La escritura de Palomo Pinel es pródiga en imágenes de hermosura radiante y esclarecedora. Más que emprender una (imposible) exégesis de su lenguaje, prefiero que brillen aquí algunos ejemplos señeros: «el vértigo solar del tobogán»; «la fresa y la ternura, escalas hacia el sol»; «muriéndome de erizos»; «la celeste escarlatina, los monóculos / de Dios escrutadores / de lo vivo y lo inerte» (el cielo estrellado); «si su sedosa ofrenda presta caución al alba» (la rosa). Recurre la poeta a menudo a la paradoja y al paralelismo; también, en ocasiones, descose las palabras y vuelve a componerlas: «(h)ay lágrimas que fueron proteína»; o subvierte felizmente las categorías gramaticales («esta deliciosa perversión de utilizar a veces los sustantivos como verbos porque yo angoro tú angoras él angora algo que abrigue mucho en esta vida antártida»). Su vocabulario poético es rico en palabras poco usuales que relucen como denarios de plata al ser traídas a la luz: «agrazón», «escarzada». Y, por supuesto, no podían faltar los latinismos, algunos, como «caución», tomados del lenguaje jurídico; otros más literarios, como «diuturno». No se piense por ello que estamos ante una poesía indescifrable y hermética. Al contrario, se entra fácilmente en el libro, y es un placer ir descubriendo sus innumerables maravillas.
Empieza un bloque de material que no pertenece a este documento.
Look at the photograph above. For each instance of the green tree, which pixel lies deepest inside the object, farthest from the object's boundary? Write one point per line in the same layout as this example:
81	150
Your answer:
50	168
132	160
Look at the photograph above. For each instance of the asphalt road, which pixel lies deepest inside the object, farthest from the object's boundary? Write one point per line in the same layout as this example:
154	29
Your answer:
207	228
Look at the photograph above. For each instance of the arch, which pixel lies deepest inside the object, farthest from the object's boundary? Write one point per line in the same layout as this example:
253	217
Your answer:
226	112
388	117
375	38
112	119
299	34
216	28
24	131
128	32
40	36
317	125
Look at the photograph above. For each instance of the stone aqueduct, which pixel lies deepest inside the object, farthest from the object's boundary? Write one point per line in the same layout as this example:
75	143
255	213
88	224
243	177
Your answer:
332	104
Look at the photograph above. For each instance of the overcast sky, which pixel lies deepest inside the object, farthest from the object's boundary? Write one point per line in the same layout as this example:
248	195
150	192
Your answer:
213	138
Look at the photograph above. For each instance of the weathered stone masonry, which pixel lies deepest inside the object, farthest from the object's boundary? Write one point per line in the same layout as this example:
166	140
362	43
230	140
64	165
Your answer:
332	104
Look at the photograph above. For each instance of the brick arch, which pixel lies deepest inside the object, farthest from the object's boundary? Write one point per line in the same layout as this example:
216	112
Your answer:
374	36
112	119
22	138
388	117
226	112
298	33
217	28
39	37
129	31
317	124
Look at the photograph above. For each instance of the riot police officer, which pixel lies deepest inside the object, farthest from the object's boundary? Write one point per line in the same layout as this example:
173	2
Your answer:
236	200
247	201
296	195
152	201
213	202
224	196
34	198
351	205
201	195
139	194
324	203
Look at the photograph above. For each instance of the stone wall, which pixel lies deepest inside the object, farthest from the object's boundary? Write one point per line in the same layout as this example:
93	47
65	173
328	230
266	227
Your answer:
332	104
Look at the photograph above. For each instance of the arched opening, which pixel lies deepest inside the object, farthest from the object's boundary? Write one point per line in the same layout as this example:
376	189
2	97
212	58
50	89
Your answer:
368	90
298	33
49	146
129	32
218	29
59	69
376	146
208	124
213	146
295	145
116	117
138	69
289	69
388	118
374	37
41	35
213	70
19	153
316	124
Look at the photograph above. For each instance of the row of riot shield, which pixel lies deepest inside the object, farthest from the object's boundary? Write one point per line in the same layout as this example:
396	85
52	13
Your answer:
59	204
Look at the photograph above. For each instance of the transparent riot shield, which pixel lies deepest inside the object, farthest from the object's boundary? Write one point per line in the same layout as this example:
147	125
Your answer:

Carmen Palomo Pinel, jurista, profesora, poeta de ojos grandes, madre de palabras que salvan, ha publicado ya siete libros. Yo conozco solo tres: los tres me parecen ―me atrevo a decir: son― extraordinarios. Los tres me han deparado instantes preciosos; los tres me han descubierto una belleza inesperada y salvífica; de los tres, pasada la lectura, queda un recuerdo grato, como de haber pasado el tiempo en amistosa y amena conversación

Poesía que acompaña, mirada que ilumina. O mucho me engaño o Ramas de mirto en la ciudad eterna, al igual que el resto de los libros de Palomo Pinel, será un clásico, aere perennius.